Por iniciativa da Casa-Memória, o autor deslocou-se da Amadora à Vila-Poema para falar da sua obra e das técnicas de desenho e de impressão de livros de banda desenhada.
O livro, com cerca de 130 páginas, foi publicado em português e em mirandês e é recomendada pelo Plano Nacional de Leitura. A primeira edição surgiu em 1984, numa altura em que José Ruy trabalhava no Diário de Notícias. Hoje em dia já soma 82 mil exemplares vendidos em português e em mirandês.
Desvendando os bastidores do livro, o autor lembra-se que demorou cerca de ano e meio a acabá-lo numa altura em que não havia computadores e os processos tipográficos eram mais rudimentares. Por isso, os desenhos eram todos feitos à mão, tal como o texto que acompanha as imagens.
Meticuloso e disciplinado no seu trabalho, José Ruy trabalhava com modelos ao vivo para desenhar. Chamava os seus colegas de trabalho para servirem de modelos às personagens d’Os Lusíadas, tarefa que gostavam de fazer. Mas quando pediu um voluntário para servir de modelo à figura do Adamastor, ninguém se chegou à frente. Teve de ser o próprio autor a desenhar a figura em frente a um espelho.
O rigor do seu trabalho vai ao ponto de estudar o comportamento dos tecidos que se usavam no séc. XVI para que o desenho da roupa no corpo correspondesse à realidade. E até para desenhar o mar e a forte ondulação referida por Camões no Cabo das Tormentas, José Ruy foi de barco para o mar, fez vários pequenos cruzeiros para viver essa experiência e melhor desenhar essa realidade.
Fez questão de mostrar à plateia os lápis, apáros, minas, pinceis e penas que usa para desenhar, tal como algumas pranchas originais e alguns dos mais de 50 livros que lançou. Explicou os processos de impressão em offset, a dobragem e a encadernação dos livros, trazendo algumas provas para mostrar aos espectadores.

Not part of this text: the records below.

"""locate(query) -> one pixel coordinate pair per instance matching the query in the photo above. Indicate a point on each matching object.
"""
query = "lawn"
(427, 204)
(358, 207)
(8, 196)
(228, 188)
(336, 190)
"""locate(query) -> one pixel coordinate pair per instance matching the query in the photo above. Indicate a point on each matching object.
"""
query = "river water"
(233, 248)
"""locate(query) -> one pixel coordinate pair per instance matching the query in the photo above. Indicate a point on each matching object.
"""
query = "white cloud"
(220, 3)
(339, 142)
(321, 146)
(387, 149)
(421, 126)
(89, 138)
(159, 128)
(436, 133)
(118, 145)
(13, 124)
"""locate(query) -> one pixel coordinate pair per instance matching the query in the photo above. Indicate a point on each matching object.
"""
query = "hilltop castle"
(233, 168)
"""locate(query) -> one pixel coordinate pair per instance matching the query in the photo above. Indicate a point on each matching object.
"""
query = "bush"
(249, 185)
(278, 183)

Com 88 anos, José Ruy começou a desenhar em 1944 num jornal infantil intitulado “Papagaio”. A sua vida profissional dividiu-se entre técnico de artes gráficas, decorador, autor de Banda Desenhada, ilustrador e pintor.
São da sua autoria livros de banda desenhada sobre várias cidades e vilas do país e sobre figuras da história de Portugal, alguns dos quais publicados em várias línguas, incluindo o árabe.
Considerado o mais prestigiado autor português de banda desenhada, José Ruy procura “fazer um trabalho com verdade” como o próprio afirmou.
No final da sessão, os alunos e outros participantes puderam fazer algumas perguntas ao autor e até tirar selfies.
António Matias Coelho, Presidente da Direção da Casa-Memória de Camões, agradeceu e elogiou a palestra proporcionada pelo autor oferecendo algumas lembranças da instituição e da vila.

Agradeço muito sinceramente esta reportagem que o jornal «MEDIOTEJO» fez sobre a minha palestra
de ontem, 22 de maio na Casa-Memória» em Constância. Foi com muito prazer que a realizei, por convite do seu Presidente da Direcção, Dr. António Matias Coelho. Penso que divulgar aos jovens os processos de trabalho com que consegui vencer dificuldades através de décadas, lhes poderá ser útil.
Bom trabalho aos jornalistas, pela divulgação que a Casa-Memória e o Horto de Camões merece.